Mais avant cela, et à cause de l’inflation, les subventions ne sont bien souvent plus que des remboursements 105. Ainsi l’aide financière à la préparation aux Jeux Olympiques de 25 millions de francs votée en complément aux crédits figurant sur la ligne " préparation et participation aux J.O. " est en fait le résultat d’un transfert de crédit de 25 millions du chapitre " professeurs et maîtres d’EP, traitement du personnel technique " 106.

En conclusion…

Le sport fédéral, qu’il soit civil ou scolaire, présente entre 1949 et 1952 tous les symptômes d’un déficit de croissance. L’augmentation des effectifs du sport scolaire est plus imputable à l’apport de l’USEP en 1950 qu’à un regain d’intérêt de la part des élèves. Les restrictions budgétaires en matière de sport et d’éducation physique affectent plus la pratique du plein-air scolaire que les activités de loisir des français qui n’en continuent pas moins à conquérir les espaces qu’offre la " civilisation du loisir ".

C’est dans ce contexte structurel que le concept du " sport éducatif " fait son chemin avec les mesures législatives concernant le sport scolaire et l’enseignement de l’éducation physique. La pénurie d’installations spécifiques arrange finalement les partisans d’une approche doctrinale et scientifique qui trouvent ainsi un terrain favorable à la promotion de leurs idées. Cependant si sur le terrain la question semble réglée, les débats n’en restent pas moins vifs et vont se cristalliser autour de la question de la place de la compétition dans le dispositif éducatif.

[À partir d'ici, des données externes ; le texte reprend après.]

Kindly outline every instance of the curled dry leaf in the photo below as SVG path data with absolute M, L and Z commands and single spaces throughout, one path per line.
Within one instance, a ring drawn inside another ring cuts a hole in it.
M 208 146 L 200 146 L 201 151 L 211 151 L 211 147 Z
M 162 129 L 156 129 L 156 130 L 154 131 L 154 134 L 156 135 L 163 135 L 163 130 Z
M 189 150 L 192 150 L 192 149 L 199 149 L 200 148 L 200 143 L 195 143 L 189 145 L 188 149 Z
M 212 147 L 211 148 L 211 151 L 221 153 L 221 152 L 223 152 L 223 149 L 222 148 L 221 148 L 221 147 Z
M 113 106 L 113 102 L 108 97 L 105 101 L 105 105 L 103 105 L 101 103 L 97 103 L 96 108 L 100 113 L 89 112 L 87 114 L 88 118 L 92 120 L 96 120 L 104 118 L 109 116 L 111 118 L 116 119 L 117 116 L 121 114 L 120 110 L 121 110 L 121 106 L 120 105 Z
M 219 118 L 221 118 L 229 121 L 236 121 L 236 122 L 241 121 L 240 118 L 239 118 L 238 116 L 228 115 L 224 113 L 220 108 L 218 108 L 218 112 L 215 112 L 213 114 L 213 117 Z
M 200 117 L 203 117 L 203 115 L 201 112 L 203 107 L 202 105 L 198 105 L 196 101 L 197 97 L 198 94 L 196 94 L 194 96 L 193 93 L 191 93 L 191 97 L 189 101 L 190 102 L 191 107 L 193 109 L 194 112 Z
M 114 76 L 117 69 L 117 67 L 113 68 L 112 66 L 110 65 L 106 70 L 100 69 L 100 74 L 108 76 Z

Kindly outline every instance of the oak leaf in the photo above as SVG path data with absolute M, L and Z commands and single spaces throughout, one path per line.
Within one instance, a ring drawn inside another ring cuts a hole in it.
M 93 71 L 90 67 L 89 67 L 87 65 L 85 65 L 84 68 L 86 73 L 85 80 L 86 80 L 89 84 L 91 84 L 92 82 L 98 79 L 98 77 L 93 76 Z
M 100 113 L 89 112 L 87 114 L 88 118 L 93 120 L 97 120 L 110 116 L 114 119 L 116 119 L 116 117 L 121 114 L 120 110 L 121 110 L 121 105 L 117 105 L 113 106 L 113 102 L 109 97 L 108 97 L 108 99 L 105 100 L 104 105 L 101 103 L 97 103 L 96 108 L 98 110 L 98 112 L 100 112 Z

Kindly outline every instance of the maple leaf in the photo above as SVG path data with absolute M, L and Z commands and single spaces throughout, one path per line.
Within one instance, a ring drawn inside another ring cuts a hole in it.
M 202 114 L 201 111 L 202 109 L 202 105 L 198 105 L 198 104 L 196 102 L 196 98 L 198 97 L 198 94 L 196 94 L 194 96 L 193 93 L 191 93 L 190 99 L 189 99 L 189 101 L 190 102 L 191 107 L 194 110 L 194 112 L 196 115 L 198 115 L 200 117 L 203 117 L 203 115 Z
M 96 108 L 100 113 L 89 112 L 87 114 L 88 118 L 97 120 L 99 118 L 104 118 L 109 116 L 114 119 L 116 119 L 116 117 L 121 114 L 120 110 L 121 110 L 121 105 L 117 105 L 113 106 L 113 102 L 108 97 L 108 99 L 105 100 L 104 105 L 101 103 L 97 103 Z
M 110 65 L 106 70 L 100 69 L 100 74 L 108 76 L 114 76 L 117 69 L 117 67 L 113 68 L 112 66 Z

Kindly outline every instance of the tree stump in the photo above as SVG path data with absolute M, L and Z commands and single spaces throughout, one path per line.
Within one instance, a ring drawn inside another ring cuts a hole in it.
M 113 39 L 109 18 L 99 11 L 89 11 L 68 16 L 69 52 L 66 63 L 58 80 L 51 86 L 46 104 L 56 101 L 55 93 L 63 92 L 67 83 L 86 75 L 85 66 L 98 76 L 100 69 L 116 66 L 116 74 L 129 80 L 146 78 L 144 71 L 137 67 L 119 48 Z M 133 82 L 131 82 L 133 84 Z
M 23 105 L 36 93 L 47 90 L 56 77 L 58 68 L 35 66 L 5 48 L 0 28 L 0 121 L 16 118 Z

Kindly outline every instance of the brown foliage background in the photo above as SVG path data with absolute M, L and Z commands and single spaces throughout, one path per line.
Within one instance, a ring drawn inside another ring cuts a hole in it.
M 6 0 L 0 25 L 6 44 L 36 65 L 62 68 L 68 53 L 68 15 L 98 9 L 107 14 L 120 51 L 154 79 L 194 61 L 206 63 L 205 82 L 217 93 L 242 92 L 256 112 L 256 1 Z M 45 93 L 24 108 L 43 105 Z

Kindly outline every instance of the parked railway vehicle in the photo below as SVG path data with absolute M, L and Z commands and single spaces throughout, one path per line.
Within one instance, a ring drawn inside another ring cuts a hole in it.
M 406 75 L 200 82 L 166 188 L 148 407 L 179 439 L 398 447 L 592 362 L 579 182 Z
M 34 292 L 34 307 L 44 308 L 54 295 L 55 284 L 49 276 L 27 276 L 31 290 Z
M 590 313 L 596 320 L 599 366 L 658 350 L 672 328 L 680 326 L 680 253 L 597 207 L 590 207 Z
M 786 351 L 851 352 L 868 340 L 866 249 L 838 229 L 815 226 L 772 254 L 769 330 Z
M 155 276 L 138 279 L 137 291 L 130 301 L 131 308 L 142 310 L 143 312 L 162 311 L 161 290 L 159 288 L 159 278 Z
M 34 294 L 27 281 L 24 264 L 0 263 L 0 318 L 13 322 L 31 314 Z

En fait, le seul mérite de l’État aura été de mettre à jour les difficultés et les carences en matière de politique sportive par la mise en place de nombreuses commissions et expériences. Ce pendant, ni la prise de conscience des insuffisances de l’équipement sportif du pays, ni les initiatives les plus encourageantes ne trouveront en l’État un juste gestionnaire.

Le réquisitoire est accablant et l’engourdissement dans lequel se trouve la structure politique conditionne la faillite de l’infrastructure sur toute la décennie. La Cinquième République hérite finalement d’un patrimoine bien peu reluisant en 1958 qui, de l’éducation physique à l’olympisme en passant par le sport scolaire, ne laisse apercevoir qu’immobilisme et insuffisances.